Em relação a cascas mais duras, vale a pena lembrar que elas podem ser guardadas em um saco no congelador, ao lado de outros restos vegetais comestíveis, e usadas para fazer caldo de legumes.
Casca de cebola (Francis Agustin)
A fina casca da cebola é outra que, normalmente, não pensamos duas vezes antes de descartar.
Já vi pessoas nas redes sociais secando e moendo os restos de cebola para formar um pó. Por isso, decidi tentar reproduzir este processo e separei uma porção da camada exterior seca de cascas amarelas de cebola.

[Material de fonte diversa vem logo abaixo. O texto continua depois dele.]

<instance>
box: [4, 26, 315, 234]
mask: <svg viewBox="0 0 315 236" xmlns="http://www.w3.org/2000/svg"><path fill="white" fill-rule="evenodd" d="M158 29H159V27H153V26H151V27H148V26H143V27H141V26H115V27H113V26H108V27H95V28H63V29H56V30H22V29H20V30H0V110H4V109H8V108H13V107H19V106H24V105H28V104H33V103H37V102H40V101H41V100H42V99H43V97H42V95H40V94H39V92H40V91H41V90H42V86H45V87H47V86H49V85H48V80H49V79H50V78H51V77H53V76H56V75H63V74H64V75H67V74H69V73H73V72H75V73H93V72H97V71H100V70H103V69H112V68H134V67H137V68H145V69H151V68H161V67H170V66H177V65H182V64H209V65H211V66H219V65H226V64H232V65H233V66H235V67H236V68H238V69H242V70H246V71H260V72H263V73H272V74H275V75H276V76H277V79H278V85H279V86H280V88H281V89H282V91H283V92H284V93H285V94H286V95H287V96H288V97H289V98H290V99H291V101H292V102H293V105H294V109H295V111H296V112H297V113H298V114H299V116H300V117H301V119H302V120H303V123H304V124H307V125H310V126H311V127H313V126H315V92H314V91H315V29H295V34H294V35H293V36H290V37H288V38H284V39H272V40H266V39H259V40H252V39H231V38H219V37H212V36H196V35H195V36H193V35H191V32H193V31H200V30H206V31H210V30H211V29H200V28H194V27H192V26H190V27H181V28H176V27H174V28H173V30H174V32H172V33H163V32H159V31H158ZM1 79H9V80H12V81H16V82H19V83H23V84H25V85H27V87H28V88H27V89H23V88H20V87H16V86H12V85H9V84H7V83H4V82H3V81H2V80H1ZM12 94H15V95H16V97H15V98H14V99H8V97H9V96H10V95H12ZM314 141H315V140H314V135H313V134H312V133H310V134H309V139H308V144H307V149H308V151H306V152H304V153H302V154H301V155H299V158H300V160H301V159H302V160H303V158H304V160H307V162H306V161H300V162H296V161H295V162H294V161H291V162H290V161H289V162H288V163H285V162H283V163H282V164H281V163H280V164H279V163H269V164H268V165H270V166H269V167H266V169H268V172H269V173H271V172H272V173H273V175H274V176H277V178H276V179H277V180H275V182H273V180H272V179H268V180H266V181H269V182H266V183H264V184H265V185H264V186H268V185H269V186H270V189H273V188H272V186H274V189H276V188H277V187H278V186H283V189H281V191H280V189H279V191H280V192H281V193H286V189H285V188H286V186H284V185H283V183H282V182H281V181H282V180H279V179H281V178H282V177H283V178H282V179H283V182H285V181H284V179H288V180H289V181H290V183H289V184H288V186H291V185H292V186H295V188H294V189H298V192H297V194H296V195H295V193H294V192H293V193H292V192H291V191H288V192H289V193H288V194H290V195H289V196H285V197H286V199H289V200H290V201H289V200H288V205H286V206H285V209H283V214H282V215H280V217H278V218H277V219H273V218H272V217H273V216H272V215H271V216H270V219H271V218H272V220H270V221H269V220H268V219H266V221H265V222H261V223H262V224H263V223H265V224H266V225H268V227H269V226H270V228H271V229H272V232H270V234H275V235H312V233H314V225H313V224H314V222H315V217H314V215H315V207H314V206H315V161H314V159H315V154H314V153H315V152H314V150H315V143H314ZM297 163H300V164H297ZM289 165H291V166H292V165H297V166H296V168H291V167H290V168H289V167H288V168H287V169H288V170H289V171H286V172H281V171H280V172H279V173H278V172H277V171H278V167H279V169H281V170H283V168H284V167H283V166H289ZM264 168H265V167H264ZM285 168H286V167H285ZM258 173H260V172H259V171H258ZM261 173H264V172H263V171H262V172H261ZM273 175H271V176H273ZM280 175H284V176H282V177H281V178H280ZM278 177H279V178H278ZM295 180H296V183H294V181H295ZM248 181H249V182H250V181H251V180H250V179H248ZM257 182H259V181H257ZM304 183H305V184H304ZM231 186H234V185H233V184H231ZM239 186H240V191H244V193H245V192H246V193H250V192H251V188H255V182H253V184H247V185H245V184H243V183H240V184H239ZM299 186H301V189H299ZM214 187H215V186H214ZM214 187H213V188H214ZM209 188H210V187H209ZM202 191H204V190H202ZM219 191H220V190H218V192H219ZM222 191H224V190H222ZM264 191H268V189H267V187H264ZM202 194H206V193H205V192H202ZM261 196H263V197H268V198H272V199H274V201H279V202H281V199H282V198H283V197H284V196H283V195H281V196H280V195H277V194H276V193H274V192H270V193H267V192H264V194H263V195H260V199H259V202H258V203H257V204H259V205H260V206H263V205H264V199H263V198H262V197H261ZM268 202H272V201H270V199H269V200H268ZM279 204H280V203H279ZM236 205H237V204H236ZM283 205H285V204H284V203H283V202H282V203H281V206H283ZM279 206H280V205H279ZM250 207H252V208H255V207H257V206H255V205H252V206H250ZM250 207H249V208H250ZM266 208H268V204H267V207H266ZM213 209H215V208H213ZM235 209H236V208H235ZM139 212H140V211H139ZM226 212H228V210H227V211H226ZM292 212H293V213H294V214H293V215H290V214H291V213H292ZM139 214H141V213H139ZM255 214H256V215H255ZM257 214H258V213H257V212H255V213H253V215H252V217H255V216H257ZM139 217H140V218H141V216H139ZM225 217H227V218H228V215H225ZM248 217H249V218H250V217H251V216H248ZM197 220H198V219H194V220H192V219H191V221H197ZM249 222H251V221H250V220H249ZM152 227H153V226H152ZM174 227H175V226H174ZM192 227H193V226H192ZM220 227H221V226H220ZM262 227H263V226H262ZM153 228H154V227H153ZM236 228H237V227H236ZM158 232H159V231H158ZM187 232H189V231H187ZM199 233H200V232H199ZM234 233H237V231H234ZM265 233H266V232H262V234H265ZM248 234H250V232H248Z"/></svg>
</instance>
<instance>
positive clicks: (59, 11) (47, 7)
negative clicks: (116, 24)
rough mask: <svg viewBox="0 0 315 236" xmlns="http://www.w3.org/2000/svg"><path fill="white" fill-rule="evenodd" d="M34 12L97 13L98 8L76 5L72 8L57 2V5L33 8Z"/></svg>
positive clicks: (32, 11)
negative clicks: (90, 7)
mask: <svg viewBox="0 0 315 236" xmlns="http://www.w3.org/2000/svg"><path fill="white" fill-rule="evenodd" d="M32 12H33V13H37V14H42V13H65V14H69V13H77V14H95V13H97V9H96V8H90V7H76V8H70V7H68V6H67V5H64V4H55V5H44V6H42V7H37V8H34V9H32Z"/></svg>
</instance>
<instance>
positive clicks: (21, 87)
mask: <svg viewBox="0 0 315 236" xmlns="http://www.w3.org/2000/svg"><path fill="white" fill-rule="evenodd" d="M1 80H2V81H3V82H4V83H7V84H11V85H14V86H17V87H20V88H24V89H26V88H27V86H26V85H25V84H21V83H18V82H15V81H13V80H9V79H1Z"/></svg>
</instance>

Resumidamente, depois de algumas horas secando cebolas no forno para colocá-las no processador de alimentos, o resultado foi desanimador. Acabei acrescentando sal para melhorar o sabor e colocando o pó resultante em uma mistura de especiarias moídas, para diminuir o gosto de cebola.
Quando fiquei com mais algumas cascas de cebola sobrando na cozinha, resolvi seguir em outra direção, totalmente diferente.
Como muitas peles ou cascas, as cebolas contêm substâncias chamadas flavonoides, que possuem propriedades antioxidantes e anti-inflamatórias. Esses flavonoides podem ser fervidos e extraídos do vegetal, produzindo uma forte tintura colorida.
Já os taninos (o mesmo tipo de molécula responsável pelo sabor seco do vinho) também são encontrados na frágil camada externa da cebola. Seu sabor amargo serve para afastar animais famintos.
Mas, da mesma forma que os taninos dificultam a retirada das manchas de vinho, os taninos da cebola formam uma tintura eficaz para fibras como algodão e linho, que normalmente precisam receber um fixador chamado mordente, que faz com que a tintura permaneça no tecido por mais tempo.
Primeiro, eu lavei o tecido em um banho de água morna (usei uma meia limpa), para retirar todas as sujeiras ou óleo remanescente, que pudessem prejudicar a eficácia do tingimento.
Depois de secar o tecido no ar, coloquei as cascas de cebola em um grande recipiente de metal com cerca de duas xícaras de água (é preciso ajustar as quantidades de tintura e água, dependendo do tamanho do tecido).
Ferva as cascas em fogo médio e mantenha a fervura da solução por cerca de 15 minutos, até que a água assuma uma coloração âmbar escura.
Quando o tecido ficar praticamente seco, desligue o fogo e retire as cascas de cebola com uma escumadeira. Mergulhe o tecido na solução de tintura quente, para que ele fique totalmente coberto, e deixe por 30 minutos a uma hora.
Sem torcer o tecido, deixe secar em uma área fresca. Se a coloração âmbar do tecido não for suficientemente forte, repita o processo de submersão, até chegar à cor desejada.
O resultado deste experimento foi uma surpresa agradável e pretendo fazer novamente.
Minha meia assumiu coloração laranja-outono. Mas, utilizando diferentes tipos de cebolas ou mordentes, é possível tingir os tecidos de amarelo-mostarda brilhante até um suave tom de verde-pinho.